What happens if one day mom leaves work late? – There are no clean clothes
What if one day my brother forgets to take the dog out? – He pees at home
What happens if dad doesn’t have a car to go shopping that day? – There’s no food
They may seem like extreme examples, because generally, what happens is that responsibilities rotate between them. However, sometimes this happens and we find ourselves in situations like “Mom, I don’t have clothes!”, Dad, you haven’t bought me the cookies I like! ”, Juan, punished because the dog has peed!
I invite you to give yourselves examples in which the people around you had implicit obligations and responsibilities , not agreed, have failed to comply, and there has been a conflict when it comes to assuming the consequences. Whose responsibility is it? Whose fault is it?
Willpower
Willpower could be defined when we continue to make efforts and sacrifices to achieve a goal or objective, which will bring us high satisfaction in achieving it.
This becomes more relevant when they are short-term goals. It is easier to maintain willpower. Therefore, it is good to set small goals when the effort has to remain very constant over a long period of time.
It also helps to ask why? Why did I decide to do this? Do I still want that? What do I have to do to get it? Answering these questions will give you strength and make you reaffirm your decision, prompting you to continue. Go ahead!
As always, I invite you to comment below the article, what did you think?

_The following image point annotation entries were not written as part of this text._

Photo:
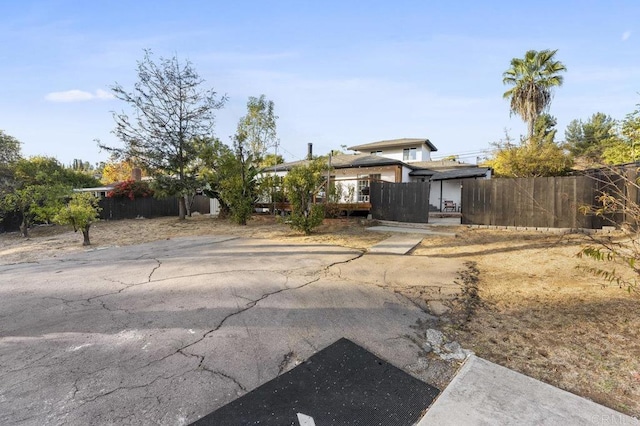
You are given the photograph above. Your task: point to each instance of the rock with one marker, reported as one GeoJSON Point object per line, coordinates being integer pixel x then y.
{"type": "Point", "coordinates": [437, 308]}
{"type": "Point", "coordinates": [435, 338]}
{"type": "Point", "coordinates": [452, 347]}
{"type": "Point", "coordinates": [454, 351]}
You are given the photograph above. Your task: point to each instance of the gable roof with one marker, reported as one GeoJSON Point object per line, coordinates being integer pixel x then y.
{"type": "Point", "coordinates": [458, 173]}
{"type": "Point", "coordinates": [393, 143]}
{"type": "Point", "coordinates": [344, 161]}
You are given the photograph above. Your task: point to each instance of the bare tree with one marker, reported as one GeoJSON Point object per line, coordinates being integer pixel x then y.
{"type": "Point", "coordinates": [169, 112]}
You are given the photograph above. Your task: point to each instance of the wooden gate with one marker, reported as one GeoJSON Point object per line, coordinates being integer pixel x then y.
{"type": "Point", "coordinates": [400, 202]}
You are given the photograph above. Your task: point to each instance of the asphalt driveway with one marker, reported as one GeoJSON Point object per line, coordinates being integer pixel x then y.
{"type": "Point", "coordinates": [166, 332]}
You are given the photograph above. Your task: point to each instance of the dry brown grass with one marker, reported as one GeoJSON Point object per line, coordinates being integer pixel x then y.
{"type": "Point", "coordinates": [537, 314]}
{"type": "Point", "coordinates": [542, 316]}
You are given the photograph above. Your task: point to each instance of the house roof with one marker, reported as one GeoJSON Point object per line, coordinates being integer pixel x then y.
{"type": "Point", "coordinates": [344, 161]}
{"type": "Point", "coordinates": [458, 173]}
{"type": "Point", "coordinates": [393, 143]}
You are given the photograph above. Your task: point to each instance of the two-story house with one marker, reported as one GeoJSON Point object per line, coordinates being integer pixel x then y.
{"type": "Point", "coordinates": [398, 161]}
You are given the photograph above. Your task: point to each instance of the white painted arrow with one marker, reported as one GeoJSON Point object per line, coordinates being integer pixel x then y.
{"type": "Point", "coordinates": [305, 420]}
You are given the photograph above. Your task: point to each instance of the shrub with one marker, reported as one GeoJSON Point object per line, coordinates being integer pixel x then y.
{"type": "Point", "coordinates": [131, 189]}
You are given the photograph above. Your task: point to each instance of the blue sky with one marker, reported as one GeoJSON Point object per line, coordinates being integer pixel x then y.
{"type": "Point", "coordinates": [340, 72]}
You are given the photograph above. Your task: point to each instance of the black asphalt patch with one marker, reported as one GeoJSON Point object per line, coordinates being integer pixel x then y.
{"type": "Point", "coordinates": [342, 384]}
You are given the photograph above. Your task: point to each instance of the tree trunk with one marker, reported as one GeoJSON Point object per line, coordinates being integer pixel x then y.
{"type": "Point", "coordinates": [24, 228]}
{"type": "Point", "coordinates": [182, 210]}
{"type": "Point", "coordinates": [85, 235]}
{"type": "Point", "coordinates": [530, 128]}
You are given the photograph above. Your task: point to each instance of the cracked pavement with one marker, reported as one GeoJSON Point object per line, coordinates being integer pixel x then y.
{"type": "Point", "coordinates": [166, 332]}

Do you have any other ideas about what liability is? What do you do to be responsible? If you have any questions or want to share your opinion, go ahead.
After receiving his undergraduate degree in psychology, Scott went on to work as a teacher and educational counselor while working towards his master’s degree. He has spent several years working with children and adults and has personal experience with Attention Deficit Hyperactive Disorder, Dyslexia, and Depression.